Nach Badeunfall im Freizeitbad kritisiert auch der Vorsitzende des Fördervereins des TuS Rammersweier den Ablauf nach der Rettung.

(BZ). Nach dem Badeunfall im Freizeitbad Stegermatt, bei dem eine beim Schwimmen fürs Sportabzeichen bewusstlos gewordene 72-jährige Sportlerin des TuS Rammersweier von Vereinskameradinnen vor dem Ertrinken gerettet wurde, kritisiert auch der Vorsitzende des TuS-Fördervereins Rammersweier den anschließenden Ablauf der Rettungsmaßnahmen mit deutlichen Worten.

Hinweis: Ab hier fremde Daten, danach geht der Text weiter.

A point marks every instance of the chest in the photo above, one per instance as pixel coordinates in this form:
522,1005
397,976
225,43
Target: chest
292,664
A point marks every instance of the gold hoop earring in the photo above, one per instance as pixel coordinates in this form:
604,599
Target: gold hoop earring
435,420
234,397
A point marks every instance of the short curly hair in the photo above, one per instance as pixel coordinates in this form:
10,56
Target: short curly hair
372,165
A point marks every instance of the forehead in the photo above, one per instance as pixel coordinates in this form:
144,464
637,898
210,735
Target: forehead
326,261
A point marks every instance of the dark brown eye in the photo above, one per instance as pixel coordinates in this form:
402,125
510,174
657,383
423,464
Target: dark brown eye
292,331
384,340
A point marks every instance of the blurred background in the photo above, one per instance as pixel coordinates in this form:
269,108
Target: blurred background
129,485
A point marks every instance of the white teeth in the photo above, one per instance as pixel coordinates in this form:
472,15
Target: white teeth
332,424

"Ein Verein, dessen Mitglieder ihr Sportabzeichen im Schwimmbad ablegen, müssen darauf vertrauen können, dass seine Mitglieder so heil herauskommen wie sie hineingegangen sind", schreibt Fördervereins-Vorsitzender Hans-Peter Goergens in einer Stellungnahme. In dem hinlänglich bekannten Fall (BZ vom 6. und 7. August) sei es "gerade noch einmal gut gegangen." Dies sei jedoch nicht wegen des umsichtigen Handelns der Bademeister der Fall, "sondern durch das schnelle und aktive Handeln von drei Kameradinnen, die automatisch das getan haben, was Sache der Bademeister gewesen wäre."

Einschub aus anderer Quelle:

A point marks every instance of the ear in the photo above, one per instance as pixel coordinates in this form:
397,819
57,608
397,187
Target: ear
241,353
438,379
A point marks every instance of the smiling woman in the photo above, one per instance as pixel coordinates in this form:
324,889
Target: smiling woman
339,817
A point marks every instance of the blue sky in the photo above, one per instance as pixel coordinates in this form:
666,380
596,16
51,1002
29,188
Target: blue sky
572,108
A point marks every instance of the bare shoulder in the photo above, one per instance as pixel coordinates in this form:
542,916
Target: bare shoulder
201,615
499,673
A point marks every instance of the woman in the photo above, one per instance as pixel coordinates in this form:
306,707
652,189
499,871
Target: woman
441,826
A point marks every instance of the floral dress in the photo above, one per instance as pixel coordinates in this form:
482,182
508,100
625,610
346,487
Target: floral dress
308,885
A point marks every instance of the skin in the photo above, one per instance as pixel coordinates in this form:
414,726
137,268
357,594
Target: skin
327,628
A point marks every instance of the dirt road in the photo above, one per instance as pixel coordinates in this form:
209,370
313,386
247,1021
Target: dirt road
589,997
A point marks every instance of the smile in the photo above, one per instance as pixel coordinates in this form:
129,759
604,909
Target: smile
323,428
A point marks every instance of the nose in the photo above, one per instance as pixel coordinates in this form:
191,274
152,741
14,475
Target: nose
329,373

Goergens schreibt weiter: "Die Behauptung der Stadt stimmt einfach nicht, dass die Bademeister die Frau aus dem Wasser gezogen hätten. Das waren die drei beherzten Frauen des TuS Rammersweier."Vertrauen gewinne man nicht dadurch, dass man reflexartig jegliche Verantwortung von sich weise, meint der Fördervereins-Vorsitzende: "Momentan müssen wir davon ausgehen, dass wir stets für die Sicherheitsmaßnahmen selbst sorgen müssen."

Wie bekannt sei, entstünden der Stadt durch den Badebetrieb hohe Verluste. Woran liegt das?, fragt Goergens. Bekanntlich sei der neue Leiter des Bades, der kein Badefachmann sei, eingestellt um die Kosten zu vermindern. "Zumeist werden Sparmaßnahmen auf dem Rücken der Beschäftigten ausgetragen", schreibt Goergens, der in Offenburg auch als früherer engagierter Gewerkschafter bekannt ist. Die erste Sparmaßnahme sei wohl die Entlassung der sehr sachkundigen Bad-Betriebsleiterin und stellvertretenden Geschäftsführerin Monika Ludin gewesen.

"Die Stadt sollte sich ein Herz fassen und die Ursachen der unterlassenen Hilfeleistung untersuchen", regt Goergens an. Auch wenn der PSV – verantwortlich für die Abnahme des Sportabzeichens – anwesend gewesen sei: "Für das, was im Bad passiert, ist immer der Betreiber verantwortlich." Wie berichtet hat die Stadt auf die Zuständigkeit des PSV verwiesen, mit dem es für die Nutzung des Bades, wie mit anderen Vereinen auch, einen Überlassungsvertrag gibt. In diesem Vertrag ist auch geregelt, dass die Vereine zuständig für die Aufsicht sind. Der PSV hat dies bestätigt, aber auch darauf verwiesen, dass die akute Rettung der bewusstlosen Frau ja durch die Vereinskameradinnen bestens funktioniert habe und sich die von einer Retterin geäußerte Kritik auf den Ablauf danach bis zum Eintreffen von Notarzt und Rettungsdienst bezogen habe.
"Es ist doch nicht zu viel verlangt, dass ein sachkundiger Mitarbeiter so lange anwesend ist, bis der letzte Gast das Bad verlassen hat. Er muss wissen, wie Rettungsfahrzeuge ins Bad kommen, wo der Rettungsrucksack liegt, muss selbst Rettungsschwimmer sein", schreibt Goergens. Rettungsmaßnahmen müssten ruckzuck möglich sein. "Das ist mit orientierungslosen Mitarbeitern, die in Flipflops auf den Platten herumrutschen, nicht möglich." Nur wenn für die Badegäste sichtbar alles getan werde, dass so etwas nicht mehr passieren könne, werde Vertrauen aufgebaut.